The remarks by Alambo, who said he speaking on behalf of Ibrahim ag Bahanga, leader of the Tuareg rebellion Mali, were aired by Niger’s state television, according to a Reuters report.
The minority rebel groups in Niger and Mali took up arms against their respective central governments last year complaining of unequal distribution of wealth in the oil-rich Saharan region and poor representation in government and the army.
Libya, the fourth largest African nation, wields considerable influence in parts of the Sahara and Sahel regions on its southern fringe through mining and tribal links.
On Sunday, Gaddafi warned insurgent leaders that they were “playing around with a dangerous and sensitive demographic area”.
“They are playing around with, and harming, the Islamic area,” he was quoted as saying by Libya’s state television and Jana news agency.
“Do not waste time and cause hardships for children and women in the Sahara without need.”
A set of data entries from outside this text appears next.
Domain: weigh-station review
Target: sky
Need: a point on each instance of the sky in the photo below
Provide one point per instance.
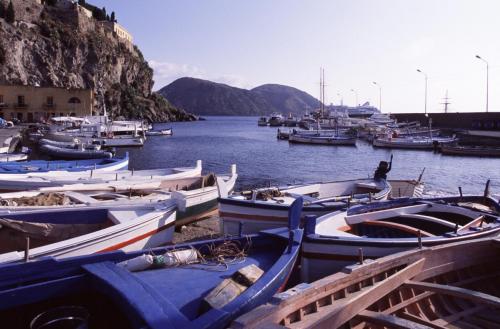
(249, 43)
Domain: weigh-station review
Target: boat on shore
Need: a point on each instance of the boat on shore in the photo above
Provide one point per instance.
(204, 284)
(413, 289)
(34, 234)
(479, 151)
(379, 229)
(54, 167)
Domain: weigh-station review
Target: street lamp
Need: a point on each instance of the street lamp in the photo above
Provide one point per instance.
(425, 101)
(487, 73)
(356, 94)
(379, 96)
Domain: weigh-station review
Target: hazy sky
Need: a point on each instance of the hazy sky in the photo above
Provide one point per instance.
(249, 43)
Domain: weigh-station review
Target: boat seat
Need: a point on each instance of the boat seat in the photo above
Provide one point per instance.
(136, 296)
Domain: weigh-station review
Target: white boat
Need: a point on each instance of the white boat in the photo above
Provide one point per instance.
(91, 181)
(72, 232)
(413, 142)
(252, 211)
(196, 197)
(371, 231)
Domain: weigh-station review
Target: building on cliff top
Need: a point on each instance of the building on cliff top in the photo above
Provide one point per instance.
(35, 104)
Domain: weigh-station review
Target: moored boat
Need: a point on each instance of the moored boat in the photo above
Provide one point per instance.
(447, 286)
(334, 240)
(198, 285)
(81, 231)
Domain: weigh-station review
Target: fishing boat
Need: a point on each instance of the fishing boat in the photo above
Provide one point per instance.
(163, 132)
(205, 284)
(80, 152)
(123, 180)
(334, 240)
(263, 208)
(196, 197)
(413, 142)
(262, 122)
(447, 286)
(321, 139)
(51, 167)
(61, 233)
(480, 151)
(276, 120)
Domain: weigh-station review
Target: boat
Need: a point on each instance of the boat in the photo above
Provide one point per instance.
(479, 151)
(196, 197)
(53, 167)
(262, 122)
(163, 132)
(34, 234)
(251, 211)
(320, 139)
(447, 286)
(276, 120)
(334, 240)
(413, 142)
(204, 284)
(123, 180)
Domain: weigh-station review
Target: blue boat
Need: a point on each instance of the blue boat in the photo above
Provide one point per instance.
(108, 293)
(44, 166)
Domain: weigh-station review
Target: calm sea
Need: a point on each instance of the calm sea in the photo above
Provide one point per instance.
(261, 158)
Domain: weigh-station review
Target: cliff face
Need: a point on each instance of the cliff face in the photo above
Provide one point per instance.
(204, 97)
(61, 46)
The Niger government made a peace pact with the Tuareg community to end a series of insurgencies in 1995, but another rebellion was sparked off in February 2007 when fighters from the MNJ attacked a number of military targets.
Last month the Mali government entered a ceasefire pact with the Tuareg rebellion in the country following talks in the Algerian capital, Algiers, to end clashes in the vast northern desert region.